WRC, Rali de Monte Carlo 1998: Adruzilo Lopes entre as feras Panizzi e Delecour

Por a 17 Janeiro 2024 11:20

Entre as centenas de ralis que disputou ao longo da sua carreira, nenhum marcou tanto Adruzilo Lopes como o Monte Carlo de 1998, disputado com o Peugeot 306 Maxi oficial. À semelhança de muitos outros, Adruzilo não tem dúvidas: “É o rali mais difícil do mundo. Só participei uma vez em Monte Carlo mas trouxe ‘milhões’ de coisas para contar.” A primeira foi o facto de ter integrado a equipa oficial da Peugeot, liderada por Jean-Pierre Nicholas e que inscrevia na altura os espetaculares 306 Maxi.Como pilotos oficiais, a dupla francesa Gilles Panizzi e François Delecour, que já aí protagonizava uma intensa e visceral rivalidade que Adruzilo pôde acompanhar na ‘primeira fila’. “Aquilo chegava mesmo a ‘chispar’”, conta o piloto de Regilde. “Nesse ano a FIA acabou com os reconhecimentos livres e introduziu três passagens antes de cada troço. Só que o Delecour soube que o Panizzi fazia reconhecimentos ilegais… e o Panizzi acusava-o do mesmo. Nós ficávamos todos no mesmo hotel mas depois de saber aquilo, o Delecour, com o feitio que todos conhecemos, tornou-se insuportável.” As coisas haveriam mesmo de extremar-se dois anos depois, no Rali de San Remo, quando Delecour foi filmado de cabeça perdida a interromper uma reunião entre Nicolas e Panizzi, com o patrão da Peugeot a pedir-lhe para sair dali e Delecour mais tarde a desfazer-se em lágrimas na TV por ser alegadamente preterido face ao compatriota.
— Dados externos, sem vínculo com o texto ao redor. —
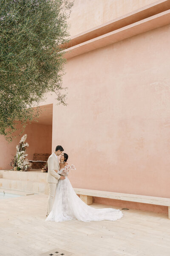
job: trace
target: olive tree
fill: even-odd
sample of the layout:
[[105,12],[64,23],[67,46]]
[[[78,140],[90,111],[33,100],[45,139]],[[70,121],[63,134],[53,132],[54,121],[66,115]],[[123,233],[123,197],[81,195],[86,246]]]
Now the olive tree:
[[0,1],[0,134],[12,140],[18,122],[34,118],[32,107],[49,92],[62,93],[71,0]]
“Mas Monte Carlo é realmente incrível pelas mudanças no estado do piso durante o mesmo rali, até durante o mesmo troço”, conta Adruzilo. “Com apenas três passagens nos reconhecimentos – quando as conseguíamos fazer todas! – eu estava perdido sobre as melhores escolhas de pneus. O Jean-Pierre veio ter comigo e perguntou-me que pneus eu queria. ‘Sei lá, não faço a mínima! Por mim levo os mesmos do Delecour’, respondi. Ele disse, ‘Lopes, então vamos apostar no joker. Levas pneus diferentes dos deles. Se acertarmos vais fazer um tempo-canhão, se não acertarmos vais penar como nunca penaste na vida. E foi assim que parti para o troço do Turini com pneus ‘slicks’. No início do troço, tinha de ir com calma para não derreter os pneus. A meio do traço, com gelo e neve, ia ‘parado’. Só depois de passar o Col du Turini, nos últimos 8 quilómetros, a descer, é que pude atacar. Mas era a loucura…”, conta. “Apanhava mais sustos a andar a 20 km/h sobre o gelo, com ravinas de 300 metros ali ao lado, do que a 200 km/h a fundo no asfalto seco!”.

Outro episódio para mais tarde recordar “foi quando perdi três minutos num troço onde fiz um pião. Aquilo era tão estreito que não tinha espaço para dar a volta e regressar ao sentido do troço! Devia ser algo tão normal ali que de repente vejo um miúdo a correr em direção ao carro e a gesticular para o seguirmos. Andamos para aí 100 metros em sentido contrário e o miúdo lá nos mostrou uma pequena entrada onde tínhamos espaço para dar a volta!”. Mas foi na última classificativa que Adruzilo e o navegador Luís Lisboa perceberam o valor da experiência no Monte Carlo. “Não tínhamos nem a noção de como usar os batedores. Quando estávamos parados na entrada para o último troço, numa estância de inverno, começamos a ouvir as comunicações dos batedores da Peugeot para o Delecour. Eles descreviam tudo ao detalhe, tipo ‘Naquela reta de 200 metros tens gelo a começar aos 180 metros, até podes ir a fundo, depois do gelo a travagem está boa’, e assim sucessivamente, em cada parte de cada troço. Quando ouvimos aquele nível de detalhe, eu e o Luís virámos-nos um para o outro e dissemos ‘Somos mesmo ‘patinhos’…”. Ah, e o resultado final? Um quarto lugar entre os duas rodas motrizes (Panizzi foi o primeiro na frente de Delecour e do SEAT de Rovanpera), e o 12º à geral num rali ganho pelo Toyota Corolla WRC de Carlos Sainz.